„Nuklearen Teilhabe“ "Tornado" wird ausgemustert - Luftwaffe sucht neuen Atombomber
Die große Koalition hält am Nato-Konzept der „nuklearen Teilhabe“ fest: Die Bundeswehr setzt im Ernstfall auf Nato-Befehl Atombomben der USA ein. Der „Tornado“, der die Waffen tragen kann, wird 2025 ausgemustert.
Berlin/Cochem. Das Taktische Luftwaffengeschwader 33 von Kommodore Holger Radmann (48) hat einen ganz harmlos klingenden Auftrag: Es leistet „gemeinsam mit den verbündeten Streitkräften einen fortwährenden Beitrag für den Frieden Europas“. Dazu gehört, dass es die „Bewachung von US-Einrichtungen in der Bundesrepublik Deutschland“ gewährleistet.

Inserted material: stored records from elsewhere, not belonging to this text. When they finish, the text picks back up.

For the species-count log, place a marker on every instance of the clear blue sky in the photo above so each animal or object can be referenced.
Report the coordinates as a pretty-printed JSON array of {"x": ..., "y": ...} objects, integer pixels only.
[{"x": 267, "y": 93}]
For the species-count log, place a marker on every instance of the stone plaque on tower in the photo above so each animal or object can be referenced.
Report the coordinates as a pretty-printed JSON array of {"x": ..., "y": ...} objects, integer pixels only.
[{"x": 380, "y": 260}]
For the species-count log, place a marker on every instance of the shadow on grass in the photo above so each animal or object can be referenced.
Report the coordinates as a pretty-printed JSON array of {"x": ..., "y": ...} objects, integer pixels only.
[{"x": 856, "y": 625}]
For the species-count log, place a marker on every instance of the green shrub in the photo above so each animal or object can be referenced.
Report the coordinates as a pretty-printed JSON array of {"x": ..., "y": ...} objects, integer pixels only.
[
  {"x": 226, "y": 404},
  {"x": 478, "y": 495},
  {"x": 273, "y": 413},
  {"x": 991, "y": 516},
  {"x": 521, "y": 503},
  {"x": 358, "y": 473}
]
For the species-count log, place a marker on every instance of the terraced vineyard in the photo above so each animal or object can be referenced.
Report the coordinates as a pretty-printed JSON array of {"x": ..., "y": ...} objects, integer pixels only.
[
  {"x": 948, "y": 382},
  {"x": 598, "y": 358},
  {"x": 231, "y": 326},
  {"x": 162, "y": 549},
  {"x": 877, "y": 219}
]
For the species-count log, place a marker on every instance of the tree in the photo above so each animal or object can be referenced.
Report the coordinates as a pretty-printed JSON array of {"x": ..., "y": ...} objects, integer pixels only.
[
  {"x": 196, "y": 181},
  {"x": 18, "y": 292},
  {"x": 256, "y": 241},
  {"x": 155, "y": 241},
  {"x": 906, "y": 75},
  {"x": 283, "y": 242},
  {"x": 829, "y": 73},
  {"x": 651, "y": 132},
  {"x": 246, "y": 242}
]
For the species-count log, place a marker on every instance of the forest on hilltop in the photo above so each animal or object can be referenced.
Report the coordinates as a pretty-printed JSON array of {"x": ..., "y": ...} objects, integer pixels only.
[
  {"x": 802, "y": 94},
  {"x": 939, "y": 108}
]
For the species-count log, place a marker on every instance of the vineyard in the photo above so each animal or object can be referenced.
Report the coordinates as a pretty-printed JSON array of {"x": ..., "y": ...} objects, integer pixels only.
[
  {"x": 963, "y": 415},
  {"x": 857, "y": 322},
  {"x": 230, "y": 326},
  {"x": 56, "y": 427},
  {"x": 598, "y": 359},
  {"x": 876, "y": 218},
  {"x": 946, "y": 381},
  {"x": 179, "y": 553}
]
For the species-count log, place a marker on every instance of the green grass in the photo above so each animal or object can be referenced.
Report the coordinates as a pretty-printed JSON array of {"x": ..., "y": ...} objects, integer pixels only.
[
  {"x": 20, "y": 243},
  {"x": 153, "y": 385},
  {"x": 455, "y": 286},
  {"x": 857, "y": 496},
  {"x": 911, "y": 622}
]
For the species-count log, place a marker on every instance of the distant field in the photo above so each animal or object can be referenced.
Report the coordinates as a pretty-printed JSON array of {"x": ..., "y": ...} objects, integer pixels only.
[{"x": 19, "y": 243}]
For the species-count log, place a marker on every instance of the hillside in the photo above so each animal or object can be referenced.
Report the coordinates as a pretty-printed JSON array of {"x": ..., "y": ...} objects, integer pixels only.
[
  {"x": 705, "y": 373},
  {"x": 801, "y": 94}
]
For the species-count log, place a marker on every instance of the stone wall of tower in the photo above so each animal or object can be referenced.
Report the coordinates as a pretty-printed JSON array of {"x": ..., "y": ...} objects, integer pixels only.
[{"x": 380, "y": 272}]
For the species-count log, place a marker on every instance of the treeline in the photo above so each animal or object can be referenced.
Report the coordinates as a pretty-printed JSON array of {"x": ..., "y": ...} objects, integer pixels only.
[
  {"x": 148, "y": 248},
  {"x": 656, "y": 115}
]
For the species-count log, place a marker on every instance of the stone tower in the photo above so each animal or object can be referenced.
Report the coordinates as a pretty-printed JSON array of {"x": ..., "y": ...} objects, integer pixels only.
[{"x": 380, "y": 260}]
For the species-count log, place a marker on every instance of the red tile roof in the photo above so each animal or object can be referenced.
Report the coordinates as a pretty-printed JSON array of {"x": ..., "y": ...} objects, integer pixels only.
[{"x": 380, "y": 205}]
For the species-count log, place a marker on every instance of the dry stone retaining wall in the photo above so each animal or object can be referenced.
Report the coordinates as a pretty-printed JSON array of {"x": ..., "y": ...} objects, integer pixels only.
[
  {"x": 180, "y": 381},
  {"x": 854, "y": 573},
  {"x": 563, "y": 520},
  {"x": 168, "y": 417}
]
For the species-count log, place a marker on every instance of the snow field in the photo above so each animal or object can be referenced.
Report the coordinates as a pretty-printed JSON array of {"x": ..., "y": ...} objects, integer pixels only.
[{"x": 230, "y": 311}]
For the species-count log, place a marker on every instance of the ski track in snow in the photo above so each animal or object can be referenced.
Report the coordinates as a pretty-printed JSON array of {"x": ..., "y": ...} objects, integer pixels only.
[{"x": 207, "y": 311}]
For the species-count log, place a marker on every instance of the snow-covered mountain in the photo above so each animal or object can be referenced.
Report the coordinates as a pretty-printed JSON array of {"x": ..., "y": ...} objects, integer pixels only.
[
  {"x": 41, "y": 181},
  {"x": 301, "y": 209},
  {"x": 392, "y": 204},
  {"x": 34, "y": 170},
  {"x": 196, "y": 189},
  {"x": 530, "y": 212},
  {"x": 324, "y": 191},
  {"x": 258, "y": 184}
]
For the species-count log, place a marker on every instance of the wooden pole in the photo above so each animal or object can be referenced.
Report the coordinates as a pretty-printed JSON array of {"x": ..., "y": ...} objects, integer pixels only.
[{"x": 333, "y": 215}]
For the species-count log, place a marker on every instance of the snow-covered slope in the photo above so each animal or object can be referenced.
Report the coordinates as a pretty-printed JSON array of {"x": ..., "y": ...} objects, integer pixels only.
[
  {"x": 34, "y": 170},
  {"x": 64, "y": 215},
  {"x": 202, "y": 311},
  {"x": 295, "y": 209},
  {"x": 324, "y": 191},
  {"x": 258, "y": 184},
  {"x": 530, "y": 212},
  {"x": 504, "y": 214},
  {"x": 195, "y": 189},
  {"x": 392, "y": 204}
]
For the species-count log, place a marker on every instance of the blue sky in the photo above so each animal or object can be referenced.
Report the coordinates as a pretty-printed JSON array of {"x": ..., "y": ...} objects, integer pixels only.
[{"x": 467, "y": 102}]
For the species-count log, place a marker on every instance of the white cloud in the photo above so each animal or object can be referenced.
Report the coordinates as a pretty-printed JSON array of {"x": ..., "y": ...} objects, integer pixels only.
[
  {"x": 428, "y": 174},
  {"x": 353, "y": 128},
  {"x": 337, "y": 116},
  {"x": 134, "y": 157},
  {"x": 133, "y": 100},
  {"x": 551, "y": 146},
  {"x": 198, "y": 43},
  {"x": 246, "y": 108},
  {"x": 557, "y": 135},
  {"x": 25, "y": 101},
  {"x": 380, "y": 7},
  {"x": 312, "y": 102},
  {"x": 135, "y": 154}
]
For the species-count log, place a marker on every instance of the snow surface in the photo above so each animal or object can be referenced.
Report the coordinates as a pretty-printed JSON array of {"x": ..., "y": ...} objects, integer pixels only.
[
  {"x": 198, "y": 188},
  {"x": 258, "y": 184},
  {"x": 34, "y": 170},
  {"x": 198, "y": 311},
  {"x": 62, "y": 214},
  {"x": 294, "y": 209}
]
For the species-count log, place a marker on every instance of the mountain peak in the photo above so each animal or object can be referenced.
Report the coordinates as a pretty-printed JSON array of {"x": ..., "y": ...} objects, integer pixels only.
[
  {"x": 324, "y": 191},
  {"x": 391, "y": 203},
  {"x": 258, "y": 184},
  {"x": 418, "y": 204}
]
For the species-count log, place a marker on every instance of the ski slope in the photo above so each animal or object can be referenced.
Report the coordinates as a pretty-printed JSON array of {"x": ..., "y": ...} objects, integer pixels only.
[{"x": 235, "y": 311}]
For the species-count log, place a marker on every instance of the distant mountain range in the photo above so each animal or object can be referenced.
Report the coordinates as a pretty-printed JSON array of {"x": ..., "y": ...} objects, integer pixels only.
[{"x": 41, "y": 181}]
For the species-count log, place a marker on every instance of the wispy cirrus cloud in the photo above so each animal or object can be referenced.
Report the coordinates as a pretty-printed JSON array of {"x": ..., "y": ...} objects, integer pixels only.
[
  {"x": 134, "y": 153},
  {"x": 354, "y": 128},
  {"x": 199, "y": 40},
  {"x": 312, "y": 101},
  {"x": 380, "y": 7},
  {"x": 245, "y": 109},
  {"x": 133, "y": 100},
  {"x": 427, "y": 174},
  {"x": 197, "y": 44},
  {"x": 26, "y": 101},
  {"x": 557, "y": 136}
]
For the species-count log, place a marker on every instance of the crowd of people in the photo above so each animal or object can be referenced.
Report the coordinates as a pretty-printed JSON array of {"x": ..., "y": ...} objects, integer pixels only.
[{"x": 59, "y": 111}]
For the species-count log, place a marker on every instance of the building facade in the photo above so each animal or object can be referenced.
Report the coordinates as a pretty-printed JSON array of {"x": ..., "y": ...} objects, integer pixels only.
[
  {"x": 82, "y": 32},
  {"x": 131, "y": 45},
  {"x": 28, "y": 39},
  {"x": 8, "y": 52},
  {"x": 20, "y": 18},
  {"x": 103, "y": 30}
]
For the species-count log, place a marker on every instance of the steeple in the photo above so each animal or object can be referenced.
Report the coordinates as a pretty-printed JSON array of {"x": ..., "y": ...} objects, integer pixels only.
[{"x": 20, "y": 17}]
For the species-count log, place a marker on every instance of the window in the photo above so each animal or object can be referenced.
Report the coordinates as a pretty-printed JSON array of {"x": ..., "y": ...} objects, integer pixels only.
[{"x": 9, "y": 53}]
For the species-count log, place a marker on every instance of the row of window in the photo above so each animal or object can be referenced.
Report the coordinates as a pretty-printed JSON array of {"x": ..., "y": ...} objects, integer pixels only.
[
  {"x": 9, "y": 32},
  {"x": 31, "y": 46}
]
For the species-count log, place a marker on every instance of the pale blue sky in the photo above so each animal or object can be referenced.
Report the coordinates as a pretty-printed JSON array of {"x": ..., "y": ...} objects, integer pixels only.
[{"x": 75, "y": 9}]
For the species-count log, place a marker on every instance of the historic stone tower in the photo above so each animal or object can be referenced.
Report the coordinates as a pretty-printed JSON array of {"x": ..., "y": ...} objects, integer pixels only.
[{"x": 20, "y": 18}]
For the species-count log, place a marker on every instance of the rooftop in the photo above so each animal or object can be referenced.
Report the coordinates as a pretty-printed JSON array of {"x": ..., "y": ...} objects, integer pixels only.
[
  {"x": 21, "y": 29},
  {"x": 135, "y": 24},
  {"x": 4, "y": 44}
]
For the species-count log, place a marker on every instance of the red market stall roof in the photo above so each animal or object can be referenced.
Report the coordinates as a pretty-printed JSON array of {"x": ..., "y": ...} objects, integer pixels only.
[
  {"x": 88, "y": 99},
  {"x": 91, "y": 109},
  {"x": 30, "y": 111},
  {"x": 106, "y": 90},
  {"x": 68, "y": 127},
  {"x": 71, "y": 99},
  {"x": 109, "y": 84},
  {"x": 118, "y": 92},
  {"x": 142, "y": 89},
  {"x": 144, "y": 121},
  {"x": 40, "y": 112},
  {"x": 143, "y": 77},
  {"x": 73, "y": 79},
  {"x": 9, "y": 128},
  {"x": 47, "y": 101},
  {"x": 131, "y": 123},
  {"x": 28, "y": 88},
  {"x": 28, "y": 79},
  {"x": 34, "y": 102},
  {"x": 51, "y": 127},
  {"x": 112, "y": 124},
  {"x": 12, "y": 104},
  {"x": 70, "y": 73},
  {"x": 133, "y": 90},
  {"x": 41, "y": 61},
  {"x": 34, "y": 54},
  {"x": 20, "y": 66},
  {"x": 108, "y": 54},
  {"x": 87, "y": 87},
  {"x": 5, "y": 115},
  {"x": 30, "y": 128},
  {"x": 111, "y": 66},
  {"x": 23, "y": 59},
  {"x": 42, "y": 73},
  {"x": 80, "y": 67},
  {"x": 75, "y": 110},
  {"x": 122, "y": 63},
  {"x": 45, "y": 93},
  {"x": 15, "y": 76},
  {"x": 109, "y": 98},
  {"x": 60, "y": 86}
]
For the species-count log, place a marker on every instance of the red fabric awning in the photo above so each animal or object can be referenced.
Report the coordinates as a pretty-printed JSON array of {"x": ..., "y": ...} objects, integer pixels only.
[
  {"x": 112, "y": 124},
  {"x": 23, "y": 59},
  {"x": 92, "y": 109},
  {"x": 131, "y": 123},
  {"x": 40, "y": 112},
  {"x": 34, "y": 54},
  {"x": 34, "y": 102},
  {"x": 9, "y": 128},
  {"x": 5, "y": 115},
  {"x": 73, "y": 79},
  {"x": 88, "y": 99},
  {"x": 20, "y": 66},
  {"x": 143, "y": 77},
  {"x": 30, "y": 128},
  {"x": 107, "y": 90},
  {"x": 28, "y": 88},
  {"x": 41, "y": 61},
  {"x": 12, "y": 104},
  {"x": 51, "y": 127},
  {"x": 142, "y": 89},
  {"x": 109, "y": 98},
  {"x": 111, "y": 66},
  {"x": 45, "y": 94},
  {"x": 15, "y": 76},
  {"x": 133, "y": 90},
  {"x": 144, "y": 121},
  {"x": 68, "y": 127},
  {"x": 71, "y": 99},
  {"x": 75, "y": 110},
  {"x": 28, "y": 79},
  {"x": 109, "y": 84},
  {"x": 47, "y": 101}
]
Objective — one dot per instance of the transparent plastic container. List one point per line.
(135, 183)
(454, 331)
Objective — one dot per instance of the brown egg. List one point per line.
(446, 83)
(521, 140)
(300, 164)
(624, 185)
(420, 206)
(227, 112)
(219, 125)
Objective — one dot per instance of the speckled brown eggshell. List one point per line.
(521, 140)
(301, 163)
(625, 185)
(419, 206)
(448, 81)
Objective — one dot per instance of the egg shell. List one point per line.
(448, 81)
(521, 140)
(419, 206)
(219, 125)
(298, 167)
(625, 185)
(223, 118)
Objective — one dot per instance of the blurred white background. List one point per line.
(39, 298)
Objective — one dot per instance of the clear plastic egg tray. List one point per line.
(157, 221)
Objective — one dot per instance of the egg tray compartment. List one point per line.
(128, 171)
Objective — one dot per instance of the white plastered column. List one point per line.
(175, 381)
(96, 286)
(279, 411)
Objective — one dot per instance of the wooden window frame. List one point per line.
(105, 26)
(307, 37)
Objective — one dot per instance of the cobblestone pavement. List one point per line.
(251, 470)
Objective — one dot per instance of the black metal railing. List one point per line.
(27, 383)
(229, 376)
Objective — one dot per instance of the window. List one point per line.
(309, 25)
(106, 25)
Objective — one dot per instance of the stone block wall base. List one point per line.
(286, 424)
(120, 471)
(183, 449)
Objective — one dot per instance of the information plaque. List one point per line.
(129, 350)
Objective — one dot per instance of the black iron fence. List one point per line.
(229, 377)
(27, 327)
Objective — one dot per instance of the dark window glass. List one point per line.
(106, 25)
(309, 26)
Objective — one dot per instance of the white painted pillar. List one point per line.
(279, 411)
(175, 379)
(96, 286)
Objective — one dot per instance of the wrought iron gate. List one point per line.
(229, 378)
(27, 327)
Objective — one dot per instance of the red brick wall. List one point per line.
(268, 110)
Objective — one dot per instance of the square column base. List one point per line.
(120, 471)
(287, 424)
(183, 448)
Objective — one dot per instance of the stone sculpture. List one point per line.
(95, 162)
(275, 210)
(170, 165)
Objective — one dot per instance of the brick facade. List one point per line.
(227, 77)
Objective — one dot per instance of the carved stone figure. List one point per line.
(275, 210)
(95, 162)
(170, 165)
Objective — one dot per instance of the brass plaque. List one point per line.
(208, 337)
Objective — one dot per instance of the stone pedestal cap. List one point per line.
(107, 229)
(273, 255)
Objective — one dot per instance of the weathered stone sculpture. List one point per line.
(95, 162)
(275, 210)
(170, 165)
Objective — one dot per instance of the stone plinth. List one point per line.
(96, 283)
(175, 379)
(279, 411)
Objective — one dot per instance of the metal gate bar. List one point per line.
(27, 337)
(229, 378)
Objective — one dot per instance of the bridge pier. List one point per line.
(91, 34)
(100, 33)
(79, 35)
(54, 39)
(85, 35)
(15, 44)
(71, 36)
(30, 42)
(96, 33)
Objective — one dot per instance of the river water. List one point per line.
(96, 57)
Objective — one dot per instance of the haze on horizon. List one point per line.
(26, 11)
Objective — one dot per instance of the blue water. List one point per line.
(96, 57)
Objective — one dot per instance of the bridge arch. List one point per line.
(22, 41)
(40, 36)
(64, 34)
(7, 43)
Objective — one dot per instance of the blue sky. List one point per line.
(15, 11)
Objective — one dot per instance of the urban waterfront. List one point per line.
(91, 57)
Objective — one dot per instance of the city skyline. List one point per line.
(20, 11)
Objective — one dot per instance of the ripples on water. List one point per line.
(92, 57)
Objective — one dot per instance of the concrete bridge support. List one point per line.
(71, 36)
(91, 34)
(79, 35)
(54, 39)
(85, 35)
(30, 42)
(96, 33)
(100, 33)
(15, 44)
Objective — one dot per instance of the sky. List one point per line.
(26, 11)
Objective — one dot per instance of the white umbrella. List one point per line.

Worüber der Luftwaffen-Oberst, der vor drei Jahren das Kommando auf dem Luftwaffenstützpunkt Büchel bei Cochem in der Eifel übernommen hat, wie keiner seiner Vorgänger seit 1957 reden darf, ist der eigentliche Zweck des Geschwaders: Radmanns „Tornado“-Jets sind die Atombomber der Luftwaffe.
Und das ist das Problem. Denn der jüngste der verbliebenen 85 Tornados der Luftwaffe wurde 1992 gebaut und an die Bundeswehr ausgeliefert. 2025 sollen die Maschinen ausgemustert werden, deren Unterhalt von Jahr zu Jahr teurer und komplizierter wird. Um die Oldtimer einsatzbereit zu halten, führt die Luftwaffe bereits jetzt vor der „Ausphasung“ eine „Hochwertteilgewinnung“ aus den nicht mehr benötigten Maschinen durch.
Zu Deutsch: Radmanns Jets fliegen mit Ersatzteilen vom Schrott. Das wäre nicht nötig, wenn Deutschland sich entschlösse, aus dem Konzept der „nuklearen Teilhabe“ auszusteigen, das die Nato-Länder Belgien, Deutschland, Italien, Niederlande und die Türkei faktisch zu Atommächten macht — ohne dass diese Länder wirklich eigene Atomwaffen besäßen.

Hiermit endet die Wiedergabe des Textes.